Abstracts – Regular Minis
The Future of Laboratory Education: In-person versus Online Laboratory Learning, a Critical Discussion
Lawrence S. Blumer and members of the ABLE Board
The ABLE Board initiated an effort to develop guidance on online laboratory learning last year. The need for such guidance is needed as pressures increase to eliminate in-person laboratories to save money and increase access. The purpose of this discussion-workshop is to get your opinions on in-person versus online laboratories. Most of us were forced to shift to online formats during the pandemic, but does that mean that either format is sufficient for an undergraduate curriculum? We will seek your opinions on the following questions: What is the added value of in-person laboratory courses compared to online laboratory courses? Is an entirely online laboratory experience adequate for science majors? Is it adequate for non-majors? What features are essential in an online laboratory for it to adequately address the learning outcomes of an in-person laboratory? What are the risks of creating a science education divide, in which some students actually conduct science and others only have simulated laboratory experiences? Your answers to these questions will help the ABLE Board prepare guidance that reflects the experiences and range of opinions of the ABLE membership.

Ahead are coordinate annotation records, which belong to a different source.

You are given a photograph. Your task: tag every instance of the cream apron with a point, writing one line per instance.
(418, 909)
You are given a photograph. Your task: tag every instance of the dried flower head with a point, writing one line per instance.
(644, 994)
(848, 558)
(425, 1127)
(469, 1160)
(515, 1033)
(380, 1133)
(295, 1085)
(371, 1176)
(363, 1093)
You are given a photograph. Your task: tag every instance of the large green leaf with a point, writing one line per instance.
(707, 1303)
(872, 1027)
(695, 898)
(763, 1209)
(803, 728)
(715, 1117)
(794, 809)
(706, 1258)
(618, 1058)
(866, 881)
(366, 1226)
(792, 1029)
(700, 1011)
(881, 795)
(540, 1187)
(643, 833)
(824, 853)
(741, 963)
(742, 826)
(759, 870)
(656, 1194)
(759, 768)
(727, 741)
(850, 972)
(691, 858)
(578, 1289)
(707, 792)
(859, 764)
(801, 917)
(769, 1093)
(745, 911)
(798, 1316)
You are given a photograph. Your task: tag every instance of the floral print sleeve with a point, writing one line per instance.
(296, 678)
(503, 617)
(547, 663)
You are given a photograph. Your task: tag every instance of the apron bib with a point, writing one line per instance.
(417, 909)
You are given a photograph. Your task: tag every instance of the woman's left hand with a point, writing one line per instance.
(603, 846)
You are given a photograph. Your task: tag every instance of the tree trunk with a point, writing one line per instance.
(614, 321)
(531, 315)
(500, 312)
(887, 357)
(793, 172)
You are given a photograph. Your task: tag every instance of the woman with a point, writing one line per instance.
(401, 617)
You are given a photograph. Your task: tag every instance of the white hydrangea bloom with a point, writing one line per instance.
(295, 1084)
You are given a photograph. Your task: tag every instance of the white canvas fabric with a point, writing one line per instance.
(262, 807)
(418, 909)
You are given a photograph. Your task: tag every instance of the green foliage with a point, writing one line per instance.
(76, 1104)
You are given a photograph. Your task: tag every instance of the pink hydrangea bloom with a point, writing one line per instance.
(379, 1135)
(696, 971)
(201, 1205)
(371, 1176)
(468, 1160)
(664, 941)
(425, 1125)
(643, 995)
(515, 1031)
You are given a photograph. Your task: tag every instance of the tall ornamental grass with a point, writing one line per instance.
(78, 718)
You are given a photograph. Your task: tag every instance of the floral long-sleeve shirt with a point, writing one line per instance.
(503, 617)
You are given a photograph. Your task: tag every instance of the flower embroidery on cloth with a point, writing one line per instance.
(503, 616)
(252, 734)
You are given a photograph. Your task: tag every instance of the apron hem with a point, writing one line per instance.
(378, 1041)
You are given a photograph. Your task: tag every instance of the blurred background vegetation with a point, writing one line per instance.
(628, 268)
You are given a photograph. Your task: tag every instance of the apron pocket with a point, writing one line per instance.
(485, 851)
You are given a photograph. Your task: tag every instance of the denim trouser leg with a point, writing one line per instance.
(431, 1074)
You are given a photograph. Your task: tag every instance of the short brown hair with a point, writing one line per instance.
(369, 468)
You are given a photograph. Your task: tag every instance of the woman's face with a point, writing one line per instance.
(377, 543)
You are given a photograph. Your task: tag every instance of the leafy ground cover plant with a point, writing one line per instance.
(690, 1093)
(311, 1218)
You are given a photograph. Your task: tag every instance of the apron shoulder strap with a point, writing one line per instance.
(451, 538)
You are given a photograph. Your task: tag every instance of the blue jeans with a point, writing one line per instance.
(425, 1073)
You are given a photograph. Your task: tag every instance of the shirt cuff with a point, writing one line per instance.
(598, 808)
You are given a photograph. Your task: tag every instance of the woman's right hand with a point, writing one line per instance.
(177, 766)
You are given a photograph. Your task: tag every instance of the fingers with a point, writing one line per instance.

A Bioinformatics Approach to Identify DNA-binding Factors at a Specific Genomic Locus
Casey Schmidt, Emory University [Sophomore-Grad student level; bio majors]

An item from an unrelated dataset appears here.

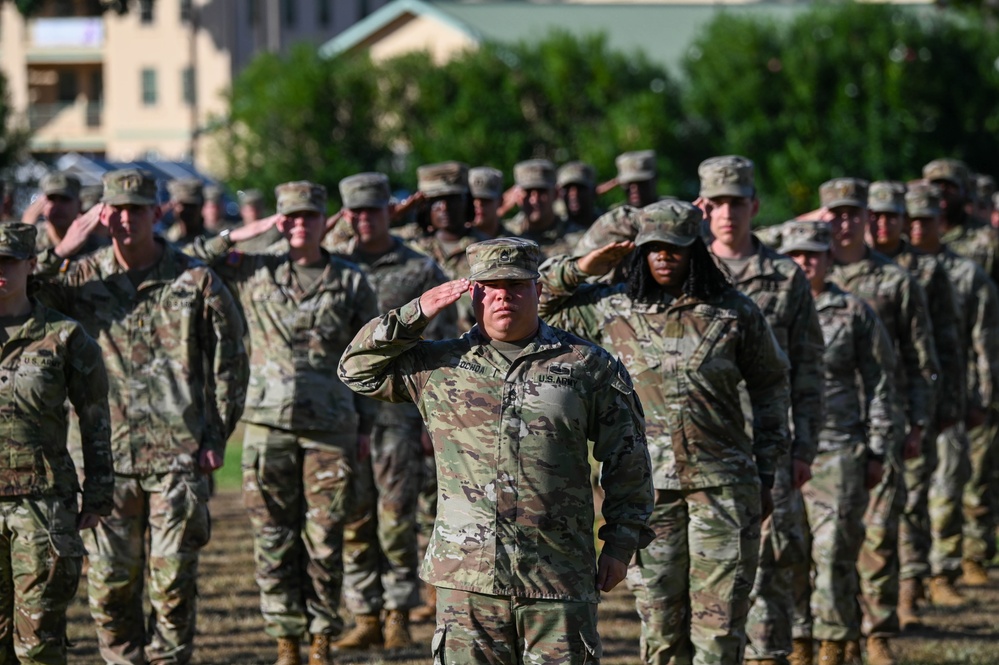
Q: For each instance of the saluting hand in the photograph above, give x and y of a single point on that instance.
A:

Research experiences provide numerous benefits for undergraduates. However, many students struggle to find a space in laboratories already at capacity. To alleviate this issue, many scientists are turning to bioinformatics as a way to include more undergraduates in their research programs. Bioinformatics research offers an alternative to wet-lab experiments that is free, safe, compatible with remote learning, and may be more accessible for students with disabilities. In this workshop, I will present a bioinformatics project that leverages publicly available datasets to discover novel proteins that target a genomic locus of interest. This approach uses the free, user-friendly bioinformatics platform Galaxy to map ChIP-seq datasets to a genome, which removes the code-writing and computing burden from students. I will guide participants through the process of finding a dataset, importing it into Galaxy, aligning to a genome, visualizing the results, and drawing conclusions. Both faculty and students directly benefit from bioinformatic research. Students can perform a candidate screen for novel transcription factors that target a genomic locus, and the results can seed future wet-lab experiments in a faculty member’s lab. In addition, students gain not only basic bioinformatics knowledge, but also transferable skills, including hypothesis formation, database navigation, and primary literature experience. This project is flexible and can be expanded to analyze different types of high-throughput data or to investigate different genomic loci in any species. Furthermore, it can be deployed as a standalone research project for individual students, or as a CURE in a classroom setting.
Can You Hear Me Now? An Innovative Low-Cost Lab to Introduce Hearing and Statistics.
David Haines, University of Minnesota Rochester [High School-Junior undergrad level; bio and non-bio majors]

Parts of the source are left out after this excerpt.